Karp didn't say when or if the company will go public or when it will disclose financials.
"I think people — when we do this — will be very surprised at what they see, and I think they will be positively surprised," he said. Karp was specifically talking about revenue and margins.
He said the company has signed a multiyear deal to expand deployment with Fiat Chrysler. Some 1,500 employees at the carmaker, including assembly-line managers, use the software to identify production problems and potential safety issues, he said.
Palantir is going after a big market. Global revenue for big data and business analytics will grow to $210 billion by 2020 from $151 billion in 2017, according to research firm IDC. The tech giants are all playing in the space, with Microsoft, IBM, Oracle and SAP selling big data and analytics tools.
Karp said he isn't concerned about the competition.
"Most software comes in two flavors: It either doesn't work or it's not useful," he said. "Our software comes in this flavor: It's very useful and sometimes deadly," he said, referring to its use by the military.
SharesPost estimates that Palantir's bookings hit $3.5 billion in 2017, with about 50 percent coming from government contracts. The company had revenue of up to $600 million last year and could go public with a market cap of about $20 billion in 18 to 24 months, according to the SharesPost report from last year.
Karp also said that while the tech industry has been criticized for destroying manufacturing and industrial jobs, his company's software can help secure employment for many Americans.
"It is preserving jobs," he said. "Once the 1,500 employees are using the software, they are actually doing things that otherwise you would need a Ph.D. to do."

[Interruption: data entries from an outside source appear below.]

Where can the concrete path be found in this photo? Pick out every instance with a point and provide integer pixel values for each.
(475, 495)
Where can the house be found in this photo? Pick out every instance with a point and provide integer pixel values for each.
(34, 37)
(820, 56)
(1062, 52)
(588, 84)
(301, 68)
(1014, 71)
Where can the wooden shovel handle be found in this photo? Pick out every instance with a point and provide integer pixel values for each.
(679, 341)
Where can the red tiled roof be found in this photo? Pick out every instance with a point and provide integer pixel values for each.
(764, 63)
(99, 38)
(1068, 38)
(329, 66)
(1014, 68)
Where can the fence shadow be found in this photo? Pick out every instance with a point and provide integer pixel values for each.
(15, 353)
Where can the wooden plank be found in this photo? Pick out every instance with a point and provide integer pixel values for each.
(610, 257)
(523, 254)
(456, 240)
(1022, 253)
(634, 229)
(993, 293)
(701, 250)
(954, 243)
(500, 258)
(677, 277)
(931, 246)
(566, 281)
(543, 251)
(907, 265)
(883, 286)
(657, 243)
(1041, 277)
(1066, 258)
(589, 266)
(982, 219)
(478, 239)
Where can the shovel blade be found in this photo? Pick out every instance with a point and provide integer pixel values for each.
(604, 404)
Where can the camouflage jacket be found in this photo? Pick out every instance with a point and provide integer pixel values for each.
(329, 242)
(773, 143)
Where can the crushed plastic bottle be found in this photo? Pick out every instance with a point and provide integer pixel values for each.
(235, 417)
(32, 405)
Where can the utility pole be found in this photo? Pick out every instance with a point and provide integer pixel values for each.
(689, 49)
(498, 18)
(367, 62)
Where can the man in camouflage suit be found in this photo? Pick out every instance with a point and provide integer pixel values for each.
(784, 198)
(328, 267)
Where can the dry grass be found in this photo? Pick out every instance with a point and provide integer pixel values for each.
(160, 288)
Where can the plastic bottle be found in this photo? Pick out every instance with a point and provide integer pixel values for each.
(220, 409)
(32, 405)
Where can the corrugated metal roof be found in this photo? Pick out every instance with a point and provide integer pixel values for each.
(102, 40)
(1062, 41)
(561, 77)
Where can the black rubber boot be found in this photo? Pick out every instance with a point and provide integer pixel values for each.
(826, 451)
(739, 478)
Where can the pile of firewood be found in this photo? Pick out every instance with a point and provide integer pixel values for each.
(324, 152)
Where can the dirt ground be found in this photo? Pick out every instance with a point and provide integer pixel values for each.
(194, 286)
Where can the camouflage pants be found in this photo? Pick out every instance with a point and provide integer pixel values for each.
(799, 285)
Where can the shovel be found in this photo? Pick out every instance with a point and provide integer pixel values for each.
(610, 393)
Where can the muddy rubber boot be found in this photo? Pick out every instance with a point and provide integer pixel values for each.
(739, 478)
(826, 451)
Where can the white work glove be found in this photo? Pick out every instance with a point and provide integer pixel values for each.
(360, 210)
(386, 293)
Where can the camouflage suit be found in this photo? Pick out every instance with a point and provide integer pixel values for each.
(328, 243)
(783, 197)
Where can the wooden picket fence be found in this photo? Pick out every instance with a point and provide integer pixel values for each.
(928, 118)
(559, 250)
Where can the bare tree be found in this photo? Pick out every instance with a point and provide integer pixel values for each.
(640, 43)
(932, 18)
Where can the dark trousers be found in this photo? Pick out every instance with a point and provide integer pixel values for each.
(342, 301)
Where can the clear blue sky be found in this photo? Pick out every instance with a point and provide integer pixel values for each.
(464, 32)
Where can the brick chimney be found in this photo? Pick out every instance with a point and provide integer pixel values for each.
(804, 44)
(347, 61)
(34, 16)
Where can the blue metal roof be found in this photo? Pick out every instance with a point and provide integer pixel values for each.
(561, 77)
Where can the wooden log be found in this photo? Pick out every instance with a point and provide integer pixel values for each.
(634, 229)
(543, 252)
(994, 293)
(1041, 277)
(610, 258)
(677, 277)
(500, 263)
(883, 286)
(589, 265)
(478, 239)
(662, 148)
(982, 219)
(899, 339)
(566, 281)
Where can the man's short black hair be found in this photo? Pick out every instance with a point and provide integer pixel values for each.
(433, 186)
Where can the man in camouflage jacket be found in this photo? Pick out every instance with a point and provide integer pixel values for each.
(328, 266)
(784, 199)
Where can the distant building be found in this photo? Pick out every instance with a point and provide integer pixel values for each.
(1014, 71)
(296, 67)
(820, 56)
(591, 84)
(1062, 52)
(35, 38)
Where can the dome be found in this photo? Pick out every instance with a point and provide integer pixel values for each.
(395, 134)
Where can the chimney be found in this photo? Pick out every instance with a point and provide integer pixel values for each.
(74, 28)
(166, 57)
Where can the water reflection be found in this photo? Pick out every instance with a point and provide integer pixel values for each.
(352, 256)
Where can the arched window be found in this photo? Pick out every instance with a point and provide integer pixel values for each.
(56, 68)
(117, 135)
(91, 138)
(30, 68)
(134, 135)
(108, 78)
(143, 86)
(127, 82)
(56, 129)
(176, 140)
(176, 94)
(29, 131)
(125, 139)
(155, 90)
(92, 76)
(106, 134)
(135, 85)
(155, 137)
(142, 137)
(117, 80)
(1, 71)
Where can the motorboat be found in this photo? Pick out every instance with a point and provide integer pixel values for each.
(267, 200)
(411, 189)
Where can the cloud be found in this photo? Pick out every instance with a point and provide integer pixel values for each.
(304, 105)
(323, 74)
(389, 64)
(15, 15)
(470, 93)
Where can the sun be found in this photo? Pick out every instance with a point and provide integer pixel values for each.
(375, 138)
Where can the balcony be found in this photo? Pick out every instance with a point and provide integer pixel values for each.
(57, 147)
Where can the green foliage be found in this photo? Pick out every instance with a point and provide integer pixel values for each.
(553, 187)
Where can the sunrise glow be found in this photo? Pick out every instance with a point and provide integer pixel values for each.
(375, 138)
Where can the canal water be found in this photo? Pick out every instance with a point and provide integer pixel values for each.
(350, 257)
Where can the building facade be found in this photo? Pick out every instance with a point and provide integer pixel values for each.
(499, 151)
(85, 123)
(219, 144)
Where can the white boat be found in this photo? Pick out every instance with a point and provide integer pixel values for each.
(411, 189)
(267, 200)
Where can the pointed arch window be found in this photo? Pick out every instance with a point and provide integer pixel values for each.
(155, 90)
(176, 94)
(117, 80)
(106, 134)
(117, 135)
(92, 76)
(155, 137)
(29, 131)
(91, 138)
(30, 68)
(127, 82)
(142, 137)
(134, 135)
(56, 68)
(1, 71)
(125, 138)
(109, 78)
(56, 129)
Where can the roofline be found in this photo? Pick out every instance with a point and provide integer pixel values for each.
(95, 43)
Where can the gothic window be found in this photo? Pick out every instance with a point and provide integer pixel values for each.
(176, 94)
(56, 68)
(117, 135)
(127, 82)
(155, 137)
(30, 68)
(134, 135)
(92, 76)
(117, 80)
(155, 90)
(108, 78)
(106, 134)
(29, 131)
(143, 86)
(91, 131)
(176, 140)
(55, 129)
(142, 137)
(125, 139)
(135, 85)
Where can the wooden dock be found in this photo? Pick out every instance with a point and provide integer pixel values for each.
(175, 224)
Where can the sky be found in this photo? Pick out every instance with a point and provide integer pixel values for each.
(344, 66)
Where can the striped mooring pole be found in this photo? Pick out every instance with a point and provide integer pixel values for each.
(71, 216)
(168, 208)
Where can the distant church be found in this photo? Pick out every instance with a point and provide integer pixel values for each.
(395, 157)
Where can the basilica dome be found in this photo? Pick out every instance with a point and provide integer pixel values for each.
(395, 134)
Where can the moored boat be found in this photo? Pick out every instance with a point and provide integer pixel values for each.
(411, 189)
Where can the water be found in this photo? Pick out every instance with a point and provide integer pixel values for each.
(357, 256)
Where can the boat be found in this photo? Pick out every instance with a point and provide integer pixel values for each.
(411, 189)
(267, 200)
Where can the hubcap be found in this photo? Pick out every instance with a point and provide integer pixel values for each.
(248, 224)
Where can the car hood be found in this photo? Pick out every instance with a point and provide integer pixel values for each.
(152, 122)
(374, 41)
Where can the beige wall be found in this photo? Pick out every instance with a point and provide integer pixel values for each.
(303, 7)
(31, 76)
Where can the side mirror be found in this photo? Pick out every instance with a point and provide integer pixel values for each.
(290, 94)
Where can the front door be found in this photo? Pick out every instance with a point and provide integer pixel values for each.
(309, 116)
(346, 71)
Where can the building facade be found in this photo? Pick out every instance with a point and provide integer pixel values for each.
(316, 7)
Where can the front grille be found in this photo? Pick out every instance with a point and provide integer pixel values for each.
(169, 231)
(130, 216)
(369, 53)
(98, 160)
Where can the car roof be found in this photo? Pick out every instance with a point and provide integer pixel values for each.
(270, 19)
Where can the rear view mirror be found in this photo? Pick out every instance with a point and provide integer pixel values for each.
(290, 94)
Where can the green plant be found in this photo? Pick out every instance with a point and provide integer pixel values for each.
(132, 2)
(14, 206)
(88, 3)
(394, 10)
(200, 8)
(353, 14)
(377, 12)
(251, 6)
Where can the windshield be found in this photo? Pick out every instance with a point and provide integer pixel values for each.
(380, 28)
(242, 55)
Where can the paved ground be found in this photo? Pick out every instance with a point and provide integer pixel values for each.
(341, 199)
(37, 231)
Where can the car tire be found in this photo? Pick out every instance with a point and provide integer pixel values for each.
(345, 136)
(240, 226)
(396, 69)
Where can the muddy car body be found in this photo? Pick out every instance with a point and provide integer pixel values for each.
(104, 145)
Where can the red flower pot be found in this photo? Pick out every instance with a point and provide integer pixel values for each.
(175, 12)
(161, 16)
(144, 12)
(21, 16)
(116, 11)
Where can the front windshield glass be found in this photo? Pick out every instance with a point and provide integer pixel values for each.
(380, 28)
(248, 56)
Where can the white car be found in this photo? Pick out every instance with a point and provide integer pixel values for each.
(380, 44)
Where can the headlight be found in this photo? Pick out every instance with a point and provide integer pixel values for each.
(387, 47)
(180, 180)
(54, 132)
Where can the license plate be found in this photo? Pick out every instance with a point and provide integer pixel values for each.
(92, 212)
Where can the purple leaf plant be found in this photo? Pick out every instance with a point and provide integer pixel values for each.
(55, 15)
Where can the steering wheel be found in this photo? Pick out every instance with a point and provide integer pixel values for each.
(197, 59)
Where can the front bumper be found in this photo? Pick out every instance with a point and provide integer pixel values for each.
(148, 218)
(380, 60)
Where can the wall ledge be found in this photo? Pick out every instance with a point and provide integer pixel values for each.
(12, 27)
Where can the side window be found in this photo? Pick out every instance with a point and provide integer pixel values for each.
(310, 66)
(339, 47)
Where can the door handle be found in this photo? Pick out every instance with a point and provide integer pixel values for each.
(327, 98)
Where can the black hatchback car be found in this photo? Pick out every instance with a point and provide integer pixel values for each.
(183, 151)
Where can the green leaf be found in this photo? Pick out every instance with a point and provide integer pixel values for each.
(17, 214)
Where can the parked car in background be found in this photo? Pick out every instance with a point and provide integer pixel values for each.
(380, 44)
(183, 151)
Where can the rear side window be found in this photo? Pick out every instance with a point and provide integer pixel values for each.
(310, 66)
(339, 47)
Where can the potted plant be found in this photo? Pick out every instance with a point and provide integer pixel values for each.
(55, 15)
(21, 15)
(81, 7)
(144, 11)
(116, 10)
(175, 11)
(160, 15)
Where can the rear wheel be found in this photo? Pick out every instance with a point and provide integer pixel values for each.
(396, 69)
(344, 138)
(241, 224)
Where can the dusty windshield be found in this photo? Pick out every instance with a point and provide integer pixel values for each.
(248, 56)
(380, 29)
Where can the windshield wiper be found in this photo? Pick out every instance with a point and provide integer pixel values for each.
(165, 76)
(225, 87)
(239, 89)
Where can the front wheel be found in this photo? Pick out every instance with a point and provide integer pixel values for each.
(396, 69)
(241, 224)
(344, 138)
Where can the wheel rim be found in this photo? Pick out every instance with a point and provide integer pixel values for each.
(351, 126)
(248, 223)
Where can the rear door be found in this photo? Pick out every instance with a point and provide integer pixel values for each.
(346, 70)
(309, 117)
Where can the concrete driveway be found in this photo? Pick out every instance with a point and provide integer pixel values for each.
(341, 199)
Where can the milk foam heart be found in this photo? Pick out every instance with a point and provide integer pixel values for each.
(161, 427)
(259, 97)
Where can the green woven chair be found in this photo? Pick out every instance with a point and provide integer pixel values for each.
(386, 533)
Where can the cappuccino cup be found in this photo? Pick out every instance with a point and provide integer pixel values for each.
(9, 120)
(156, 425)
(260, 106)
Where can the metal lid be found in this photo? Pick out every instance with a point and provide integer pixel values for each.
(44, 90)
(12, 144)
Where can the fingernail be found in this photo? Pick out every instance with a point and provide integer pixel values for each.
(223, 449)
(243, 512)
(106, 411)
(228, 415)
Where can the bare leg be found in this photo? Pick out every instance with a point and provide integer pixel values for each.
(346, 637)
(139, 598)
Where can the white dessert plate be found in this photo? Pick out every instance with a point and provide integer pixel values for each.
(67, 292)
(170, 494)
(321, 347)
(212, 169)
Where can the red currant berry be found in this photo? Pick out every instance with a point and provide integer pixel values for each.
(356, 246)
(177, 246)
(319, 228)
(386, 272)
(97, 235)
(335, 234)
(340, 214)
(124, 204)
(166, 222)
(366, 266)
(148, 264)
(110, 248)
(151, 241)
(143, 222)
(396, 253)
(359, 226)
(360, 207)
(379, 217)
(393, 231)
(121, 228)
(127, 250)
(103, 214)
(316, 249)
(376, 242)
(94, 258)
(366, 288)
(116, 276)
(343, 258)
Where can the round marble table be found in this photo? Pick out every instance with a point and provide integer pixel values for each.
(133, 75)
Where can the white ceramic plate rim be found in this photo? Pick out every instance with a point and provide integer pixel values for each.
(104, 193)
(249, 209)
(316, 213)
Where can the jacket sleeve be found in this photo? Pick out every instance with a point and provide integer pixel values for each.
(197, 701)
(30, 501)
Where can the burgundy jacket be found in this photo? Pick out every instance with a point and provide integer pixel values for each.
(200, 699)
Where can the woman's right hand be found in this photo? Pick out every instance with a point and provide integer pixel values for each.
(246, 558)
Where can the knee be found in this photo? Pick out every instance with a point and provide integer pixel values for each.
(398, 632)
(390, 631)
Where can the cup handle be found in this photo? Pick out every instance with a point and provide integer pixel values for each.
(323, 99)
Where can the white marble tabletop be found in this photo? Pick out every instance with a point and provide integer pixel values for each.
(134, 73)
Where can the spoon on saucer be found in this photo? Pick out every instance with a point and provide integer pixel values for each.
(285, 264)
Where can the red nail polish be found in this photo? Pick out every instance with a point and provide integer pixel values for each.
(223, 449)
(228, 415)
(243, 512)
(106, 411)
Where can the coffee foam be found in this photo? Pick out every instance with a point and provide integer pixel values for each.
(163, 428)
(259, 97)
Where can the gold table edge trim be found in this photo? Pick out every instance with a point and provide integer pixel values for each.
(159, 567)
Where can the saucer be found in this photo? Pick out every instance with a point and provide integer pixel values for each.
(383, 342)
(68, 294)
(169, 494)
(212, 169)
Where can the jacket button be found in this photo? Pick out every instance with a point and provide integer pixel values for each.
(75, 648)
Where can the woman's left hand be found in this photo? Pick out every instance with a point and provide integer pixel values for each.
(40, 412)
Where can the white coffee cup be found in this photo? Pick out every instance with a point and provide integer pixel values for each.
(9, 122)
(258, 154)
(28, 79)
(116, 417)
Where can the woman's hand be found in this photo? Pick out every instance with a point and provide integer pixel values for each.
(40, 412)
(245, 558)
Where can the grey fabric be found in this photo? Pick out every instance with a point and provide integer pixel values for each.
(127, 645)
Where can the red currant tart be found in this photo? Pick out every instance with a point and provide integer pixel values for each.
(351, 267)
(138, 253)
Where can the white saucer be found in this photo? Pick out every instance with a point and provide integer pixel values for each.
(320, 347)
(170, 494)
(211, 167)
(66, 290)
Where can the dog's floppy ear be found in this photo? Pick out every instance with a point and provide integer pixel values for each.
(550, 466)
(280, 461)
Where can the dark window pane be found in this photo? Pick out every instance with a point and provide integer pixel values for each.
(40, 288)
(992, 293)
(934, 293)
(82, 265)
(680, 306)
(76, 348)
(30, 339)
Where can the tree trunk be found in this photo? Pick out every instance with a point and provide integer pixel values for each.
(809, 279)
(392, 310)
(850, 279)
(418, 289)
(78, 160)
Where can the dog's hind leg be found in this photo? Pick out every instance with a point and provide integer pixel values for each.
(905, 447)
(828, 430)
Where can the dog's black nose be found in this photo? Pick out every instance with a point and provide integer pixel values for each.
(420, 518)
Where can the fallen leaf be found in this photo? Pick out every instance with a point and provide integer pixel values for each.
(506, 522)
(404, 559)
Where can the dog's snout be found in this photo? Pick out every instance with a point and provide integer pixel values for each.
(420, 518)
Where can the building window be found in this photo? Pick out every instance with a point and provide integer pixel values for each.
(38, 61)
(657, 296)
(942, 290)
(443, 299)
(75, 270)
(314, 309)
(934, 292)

Palantir found itself on the national stage after the 2016 presidential election and not just because Thiel, a supporter of candidate Donald Trump, served on his transition team. At a Trump Tower meeting in December 2016 with Trump and top tech executives, Karp joined Apple CEO Tim Cook, Amazon CEO Jeff Bezos and Alphabet CEO Larry Page at the table.
However, Karp said that meeting hasn't translated into additional business.
"We work with our agencies directly," Karp said. "I haven't seen a great impact on our business depending on who is president."